Mikke gave a vivid imitation of Juha’s voice, and I could almost see him standing before me, radiating that entitled self-confidence of his. “‘I might as well tell you, since there isn’t any evidence! I handled that little snoop. First I tried to talk sense into the kid, but when he wouldn’t agree to forget it, even though I offered to quadruple his salary, he didn’t leave me any choice. He didn’t even know how to fight back. And don’t you worry about those paint barrels. What are they, next to all the shit the farmers here in Finland dump in the water every day? Not to mention all the manufacturing pollution in Poland and the Baltic States. Fuck, I probably killed Harri for no reason. The police would have just laughed in his face if he would have gone in there babbling about mysterious paint barrels and showing them his dead clams.’
“Then I attacked him,” Mikke continued. “The craziest thing is that I killed Juha the same way he killed Harri, in anger, on the spur of the moment. Juha was forty pounds heavier than me but more out of shape and drunker. And he definitely would have killed me if I hadn’t beaten him to it. I had an old bronze storm lamp in my hand. When I hit Juha with it, he fell and started rolling down the cliff into the water.”
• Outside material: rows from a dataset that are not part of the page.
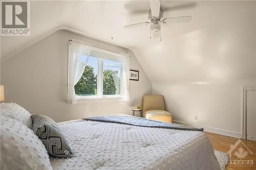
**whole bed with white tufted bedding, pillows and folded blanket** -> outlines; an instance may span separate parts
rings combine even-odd
[[[220,169],[202,129],[179,130],[184,127],[178,124],[144,127],[161,123],[127,115],[108,117],[116,123],[97,122],[96,117],[55,123],[15,103],[0,106],[4,170]],[[120,124],[121,116],[122,123],[141,122]]]

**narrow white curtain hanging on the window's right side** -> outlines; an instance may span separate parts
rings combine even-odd
[[[121,55],[121,63],[122,63],[122,95],[123,101],[130,101],[129,94],[129,79],[130,79],[130,56]]]

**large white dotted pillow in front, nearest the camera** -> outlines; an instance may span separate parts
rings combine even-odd
[[[41,140],[7,115],[1,115],[1,169],[52,169]]]

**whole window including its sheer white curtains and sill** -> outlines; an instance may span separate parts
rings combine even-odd
[[[130,57],[69,40],[69,104],[130,101]],[[85,99],[85,100],[84,100]],[[88,100],[92,99],[92,100]],[[98,99],[98,100],[96,100]]]

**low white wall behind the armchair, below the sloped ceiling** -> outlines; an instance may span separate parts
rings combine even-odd
[[[256,80],[209,84],[153,84],[154,94],[163,94],[166,110],[175,123],[204,127],[206,131],[241,137],[242,86]],[[198,119],[194,120],[197,115]]]

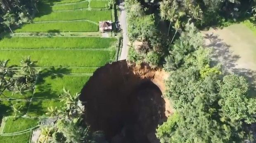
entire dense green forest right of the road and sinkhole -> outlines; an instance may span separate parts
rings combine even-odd
[[[222,73],[204,48],[198,29],[243,20],[255,24],[254,0],[126,0],[129,60],[170,73],[166,97],[175,113],[156,130],[161,143],[241,143],[253,141],[256,99],[242,76]],[[164,24],[163,22],[164,21]],[[165,30],[161,27],[166,25]]]

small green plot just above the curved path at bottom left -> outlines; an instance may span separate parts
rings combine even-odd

Mikke had stood and watched for a moment before fleeing the scene. He had taken the broken lamp with him, and he filled it with rocks and threw it into the water on the other side of the island. He didn’t sleep at all because he expected to hear Juha returning to the building.
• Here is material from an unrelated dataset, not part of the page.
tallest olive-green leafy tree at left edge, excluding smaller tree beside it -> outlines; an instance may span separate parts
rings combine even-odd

“But he never came. I didn’t dare go back to the shore to see what I had done until dawn. Juha was lying dead in the water. All I could think of to do was pull him out and claim that I had just found him.”
“Did Katrina guess what had happened?”
“She didn’t say anything, but I suspected she knew.”
Katrina had refused to answer when I asked her how she knew that Mikke had killed Juha. That was wise, because she could be charged with aiding and abetting if she had real knowledge of the crime. Katrina had asked what Mikke’s sentence would be. I hadn’t been able to answer, since I didn’t know whether we were dealing with murder or manslaughter, or whether it had even been voluntary.
Puustjärvi sighed heavily from the couch.
“Can we take a quick break? My heartburn is killing me. I just need to grab a pill from my office.”
“OK. Bring us a couple of cups of tea while you’re at it. This is still going to take a while.”
When the door closed behind Puustjärvi, Mikke looked at me for the first time. I had to work not to avert my eyes.
“You should let me go. I can’t bear the thought of prison and losing the sea. I’d do just like I said. I’d take the
Leanda
into a storm and send us both to the bottom. You can give me that, can’t you?”
“Of course I can’t,” I said firmly. After an act like that, I would never be able to work as a cop again.
If Ström hadn’t killed himself, I might have considered it. Now I knew how senseless suicide was. And Mikke wasn’t going to have to serve very much time.
“You aren’t losing the sea forever. Based on what you’ve said so far, you’ll get off with involuntary manslaughter and a short sentence.”
“I’ve already sentenced myself. The only way I’ll ever escape this guilt is death.”
“You’re wrong.”
“How will I tell Anne and the kids?”
“I think that’s my job, and we can leave it for tomorrow.”
“No, I should do it myself,” Mikke said, burying his face in his hands again. Standing up, I was just about to wrap my arms around Mikke when Puustjärvi returned.
Mikke’s desire to cooperate made the rest of the interrogation easy. We were finished by eight thirty.
“What now? Back to the cell?” he asked as I wrapped up the recording.
“Yes. I’ll speak to the prosecutor tomorrow, and he’ll make the decision about remand on Thursday.”
I would have to tell the prosecutor that Mikke had threatened to flee and commit suicide. I didn’t know if doing that would make me a traitor or a guardian angel. If Mikke was released on bail, he might harm himself before the trial.